Adaptive Bitrate Streaming (ABR):

  • Client downloads manifest listing all available quality levels
  • Client monitors download speed in real time
  • If bandwidth drops: next segment fetched at lower quality
  • If bandwidth improves: switch up
  • Seamless quality transitions because segments are small (4-6 seconds)

Codec strategy:

  • H.264: Universal compatibility (every device/browser)
  • VP9: 30-50% better compression than H.264 (Chrome, Android)
  • AV1: 30% better than VP9 but expensive to encode (only for popular videos)
  • Decision: Transcode to H.264 + VP9 immediately. AV1 only for videos that exceed 10K views (cost-effective).

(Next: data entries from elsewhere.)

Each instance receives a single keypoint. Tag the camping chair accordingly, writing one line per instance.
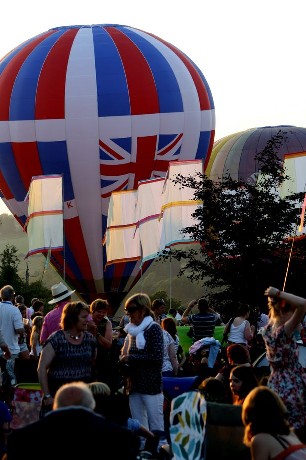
(27, 394)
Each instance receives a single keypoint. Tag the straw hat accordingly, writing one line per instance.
(59, 292)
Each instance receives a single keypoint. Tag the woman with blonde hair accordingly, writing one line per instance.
(267, 430)
(287, 377)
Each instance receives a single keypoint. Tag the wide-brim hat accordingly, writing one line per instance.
(59, 292)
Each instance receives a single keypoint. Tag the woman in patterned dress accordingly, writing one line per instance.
(287, 378)
(143, 353)
(68, 355)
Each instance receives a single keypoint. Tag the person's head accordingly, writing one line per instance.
(75, 315)
(172, 312)
(60, 292)
(7, 293)
(23, 310)
(19, 299)
(244, 310)
(242, 380)
(37, 323)
(99, 309)
(263, 411)
(213, 389)
(170, 326)
(99, 388)
(158, 306)
(237, 354)
(38, 305)
(203, 305)
(74, 394)
(138, 306)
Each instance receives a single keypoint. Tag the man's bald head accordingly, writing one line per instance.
(74, 394)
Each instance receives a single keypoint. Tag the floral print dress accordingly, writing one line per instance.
(287, 378)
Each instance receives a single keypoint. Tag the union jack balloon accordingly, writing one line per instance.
(105, 106)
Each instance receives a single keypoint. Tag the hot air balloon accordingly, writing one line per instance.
(106, 106)
(235, 155)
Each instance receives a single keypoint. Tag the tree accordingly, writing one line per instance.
(244, 229)
(9, 262)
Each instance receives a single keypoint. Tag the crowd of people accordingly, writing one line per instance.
(116, 384)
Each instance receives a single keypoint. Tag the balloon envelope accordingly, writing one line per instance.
(106, 106)
(235, 155)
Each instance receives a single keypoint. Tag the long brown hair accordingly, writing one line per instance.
(263, 411)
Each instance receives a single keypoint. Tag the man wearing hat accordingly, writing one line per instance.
(61, 296)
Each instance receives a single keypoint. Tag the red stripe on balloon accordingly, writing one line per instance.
(50, 98)
(140, 81)
(10, 72)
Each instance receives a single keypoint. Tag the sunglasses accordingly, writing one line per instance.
(132, 309)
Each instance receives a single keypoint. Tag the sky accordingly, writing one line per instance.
(252, 54)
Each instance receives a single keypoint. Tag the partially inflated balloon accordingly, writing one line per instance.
(236, 155)
(106, 106)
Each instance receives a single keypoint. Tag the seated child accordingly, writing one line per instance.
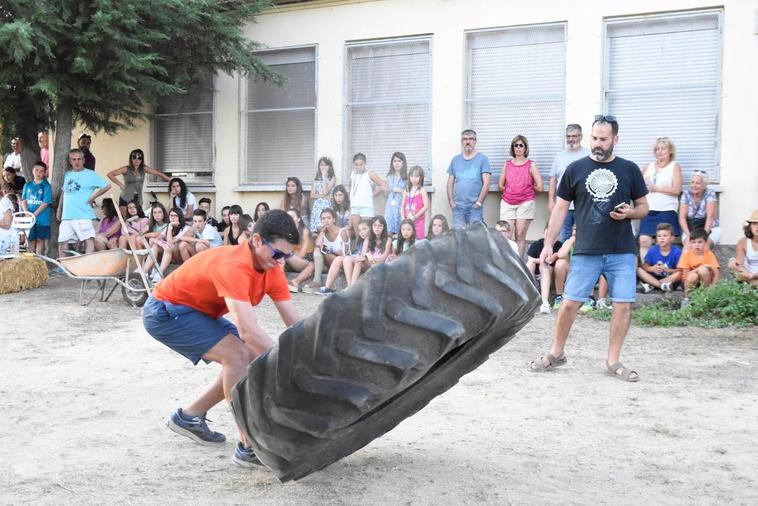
(437, 227)
(302, 261)
(698, 264)
(504, 228)
(545, 270)
(745, 266)
(405, 239)
(659, 268)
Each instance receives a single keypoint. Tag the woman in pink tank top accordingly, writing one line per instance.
(518, 183)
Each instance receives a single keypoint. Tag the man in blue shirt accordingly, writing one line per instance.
(36, 198)
(468, 182)
(80, 189)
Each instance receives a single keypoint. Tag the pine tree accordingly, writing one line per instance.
(105, 64)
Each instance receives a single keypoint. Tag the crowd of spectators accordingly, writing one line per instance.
(341, 232)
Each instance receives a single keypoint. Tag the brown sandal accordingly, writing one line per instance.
(539, 365)
(625, 374)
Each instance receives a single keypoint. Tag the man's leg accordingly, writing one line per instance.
(619, 270)
(459, 216)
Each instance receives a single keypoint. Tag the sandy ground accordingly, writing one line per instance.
(84, 394)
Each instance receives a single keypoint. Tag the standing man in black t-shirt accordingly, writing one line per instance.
(601, 187)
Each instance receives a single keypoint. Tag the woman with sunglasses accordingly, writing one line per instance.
(133, 178)
(698, 208)
(663, 178)
(518, 183)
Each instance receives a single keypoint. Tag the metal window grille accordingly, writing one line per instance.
(663, 79)
(184, 135)
(516, 85)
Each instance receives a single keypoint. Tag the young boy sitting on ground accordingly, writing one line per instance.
(659, 269)
(545, 270)
(204, 236)
(698, 264)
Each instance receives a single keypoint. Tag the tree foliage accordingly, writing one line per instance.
(110, 61)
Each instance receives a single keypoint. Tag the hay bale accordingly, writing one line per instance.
(22, 273)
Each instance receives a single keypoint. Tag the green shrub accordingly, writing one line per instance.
(727, 304)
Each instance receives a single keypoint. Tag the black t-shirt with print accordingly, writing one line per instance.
(596, 188)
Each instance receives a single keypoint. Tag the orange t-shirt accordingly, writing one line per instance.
(204, 280)
(689, 260)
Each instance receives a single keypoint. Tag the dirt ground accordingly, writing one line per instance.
(84, 394)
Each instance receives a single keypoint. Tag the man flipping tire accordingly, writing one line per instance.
(185, 312)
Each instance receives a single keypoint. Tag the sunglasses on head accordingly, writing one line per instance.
(605, 118)
(278, 254)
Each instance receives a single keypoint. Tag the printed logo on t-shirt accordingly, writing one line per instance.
(601, 184)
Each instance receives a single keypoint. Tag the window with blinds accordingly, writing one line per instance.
(516, 85)
(184, 135)
(388, 103)
(663, 79)
(279, 126)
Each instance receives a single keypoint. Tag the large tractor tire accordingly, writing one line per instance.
(375, 354)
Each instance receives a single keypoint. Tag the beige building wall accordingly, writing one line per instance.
(330, 24)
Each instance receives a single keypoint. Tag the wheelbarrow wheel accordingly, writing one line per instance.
(375, 354)
(136, 294)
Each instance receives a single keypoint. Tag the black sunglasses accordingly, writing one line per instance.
(605, 118)
(278, 254)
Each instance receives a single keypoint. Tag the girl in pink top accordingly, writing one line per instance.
(518, 183)
(416, 201)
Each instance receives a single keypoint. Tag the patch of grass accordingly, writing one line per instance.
(727, 304)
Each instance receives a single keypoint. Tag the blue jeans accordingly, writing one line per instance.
(620, 270)
(568, 223)
(465, 214)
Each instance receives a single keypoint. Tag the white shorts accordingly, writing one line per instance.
(523, 211)
(75, 230)
(363, 211)
(715, 235)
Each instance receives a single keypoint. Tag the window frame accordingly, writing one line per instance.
(243, 111)
(467, 100)
(159, 186)
(715, 174)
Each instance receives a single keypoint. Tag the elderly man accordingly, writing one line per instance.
(80, 189)
(573, 152)
(43, 140)
(468, 181)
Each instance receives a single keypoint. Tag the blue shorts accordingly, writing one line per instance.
(620, 270)
(185, 330)
(649, 223)
(40, 232)
(465, 214)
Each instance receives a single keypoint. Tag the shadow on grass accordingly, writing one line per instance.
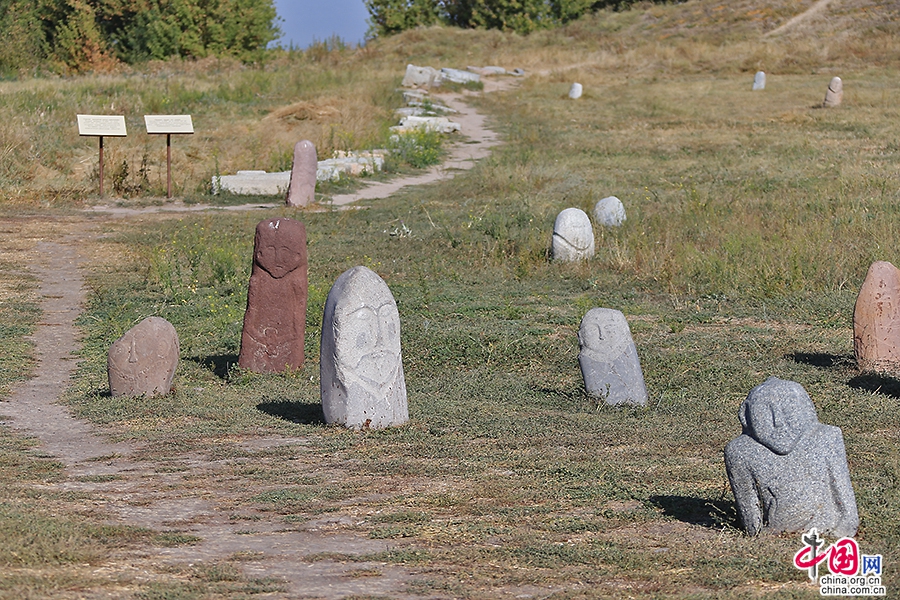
(219, 364)
(877, 384)
(304, 413)
(823, 360)
(698, 511)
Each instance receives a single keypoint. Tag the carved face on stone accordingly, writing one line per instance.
(367, 334)
(603, 335)
(573, 228)
(777, 413)
(280, 246)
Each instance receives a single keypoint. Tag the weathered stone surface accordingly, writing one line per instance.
(608, 359)
(275, 320)
(302, 189)
(361, 369)
(458, 76)
(573, 236)
(143, 361)
(788, 472)
(253, 183)
(487, 71)
(759, 81)
(439, 124)
(260, 183)
(876, 320)
(835, 93)
(609, 212)
(421, 77)
(350, 163)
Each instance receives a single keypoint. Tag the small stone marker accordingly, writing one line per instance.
(609, 212)
(573, 236)
(168, 125)
(361, 369)
(421, 77)
(302, 189)
(876, 320)
(458, 76)
(759, 81)
(835, 93)
(608, 359)
(143, 361)
(101, 126)
(275, 320)
(788, 472)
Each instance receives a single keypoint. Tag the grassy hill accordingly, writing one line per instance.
(752, 218)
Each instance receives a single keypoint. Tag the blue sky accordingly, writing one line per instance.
(307, 20)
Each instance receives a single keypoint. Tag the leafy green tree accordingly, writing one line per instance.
(524, 16)
(393, 16)
(78, 35)
(23, 36)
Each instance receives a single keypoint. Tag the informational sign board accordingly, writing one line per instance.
(168, 123)
(102, 125)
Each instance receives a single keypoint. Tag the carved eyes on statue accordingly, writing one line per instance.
(278, 260)
(370, 330)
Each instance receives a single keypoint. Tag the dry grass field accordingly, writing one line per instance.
(752, 218)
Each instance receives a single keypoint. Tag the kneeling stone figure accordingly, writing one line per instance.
(788, 472)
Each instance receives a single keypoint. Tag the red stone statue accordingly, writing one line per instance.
(275, 320)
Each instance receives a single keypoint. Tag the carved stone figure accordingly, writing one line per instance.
(302, 190)
(275, 319)
(759, 81)
(573, 236)
(143, 361)
(788, 472)
(361, 369)
(608, 358)
(835, 93)
(876, 320)
(609, 212)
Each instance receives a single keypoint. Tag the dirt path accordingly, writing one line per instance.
(793, 22)
(193, 494)
(463, 156)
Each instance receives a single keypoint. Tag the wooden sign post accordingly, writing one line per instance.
(168, 124)
(101, 126)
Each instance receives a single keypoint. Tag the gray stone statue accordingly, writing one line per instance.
(608, 358)
(788, 472)
(573, 236)
(302, 189)
(759, 81)
(834, 94)
(143, 361)
(361, 369)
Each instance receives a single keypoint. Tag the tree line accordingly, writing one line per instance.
(523, 16)
(70, 36)
(80, 35)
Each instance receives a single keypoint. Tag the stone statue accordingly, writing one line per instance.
(275, 321)
(302, 189)
(876, 320)
(788, 472)
(608, 358)
(759, 81)
(573, 236)
(361, 369)
(834, 94)
(143, 361)
(609, 212)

Deep Dive 2: CDN Architecture for Video at Scale

600Tbps peak bandwidth cannot come from origin servers. CDN handles 95%+.

Multi-CDN strategy:

  • Use 3+ CDN providers (CloudFront, Akamai, Cloudflare)
  • DNS-based routing: direct users to the fastest CDN based on geo + real-time performance metrics
  • If one CDN has issues in a region, automatically shift traffic to another

Cache hierarchy:

  1. Edge PoPs (hundreds of locations): Cache popular content. Cache hit ratio: ~85%
  2. Regional caches (tens of locations): Catch misses from edge. Hit ratio: ~95% cumulative
  3. Origin shield (3-5 locations): Last cache layer before S3. Hit ratio: ~99%
  4. S3 origin: Only serves ~1% of requests

Popularity-based caching:

  • Newly uploaded videos: pre-warm in CDN for the uploader’s region
  • Viral videos (rapid view growth): proactively push to all edge PoPs
  • Long-tail videos (old, few views): only cached on demand, evicted quickly

Cost optimization:

  • Video delivery is the largest cost center ($0.02-0.08/GB depending on CDN)
  • At 600Tbps, that’s enormous
  • Peering: establish direct peering agreements with ISPs (bypass CDN for top ISPs)
  • Own CDN: for the largest platforms (YouTube, Netflix), building custom CDN infrastructure is cost-effective at this scale
  • Encoding efficiency: VP9/AV1 reduces bandwidth 30-50% → direct cost savings

Deep Dive 3: Recommendation System (High Level)

Multi-stage pipeline:

  1. Candidate generation (< 50ms):

    • Collaborative filtering: “Users who watched X also watched Y”
    • Content-based: similar titles, same channel, same topic
    • Social: what are people you follow watching?
    • Trending: globally or regionally popular videos
    • Result: ~5,000 candidate videos
  2. Ranking (< 50ms):

    • Deep neural network predicts: P(click), P(watch > 50%), P(like), P(subscribe after watching)
    • Features: user watch history, user demographics, video metadata, video engagement stats, time of day, device type
    • Combined score: weighted sum of predicted outcomes
    • Result: scored candidates sorted by predicted engagement
  3. Filtering and business rules (< 10ms):

    • Remove already watched (from user history in Redis)
    • Remove content policy violations
    • Apply diversity: no more than 2 videos from same channel in top 20
    • Apply freshness: boost recent uploads
  4. Serving:

    • Pre-compute recommendations for active users (batch pipeline, updated hourly)
    • Real-time re-ranking based on current session (what they just watched)
    • Cache in Redis: recommendations:{user_id}

7. Extensions (2 min)

  • Live streaming: Completely different infrastructure — RTMP ingest, real-time transcoding (no batch), low-latency HLS/DASH (~3-5 second delay), WebRTC for sub-second latency.
  • Comments: Separate service with its own data store. Threaded comments, moderation pipeline, spam detection.
  • Monetization: Ad insertion at server-side (SSAI) for pre-roll, mid-roll, post-roll. Ad auction + targeting pipeline.
  • Content moderation: ML pipeline for detecting policy violations in video and audio. Runs post-upload, can take down content retroactively.
  • Offline downloads: DRM-protected downloads (Widevine, FairPlay). Pre-download select quality, encrypt with per-device key.
  • Multi-language: Auto-generated subtitles (speech-to-text), auto-translation, subtitle rendering on client.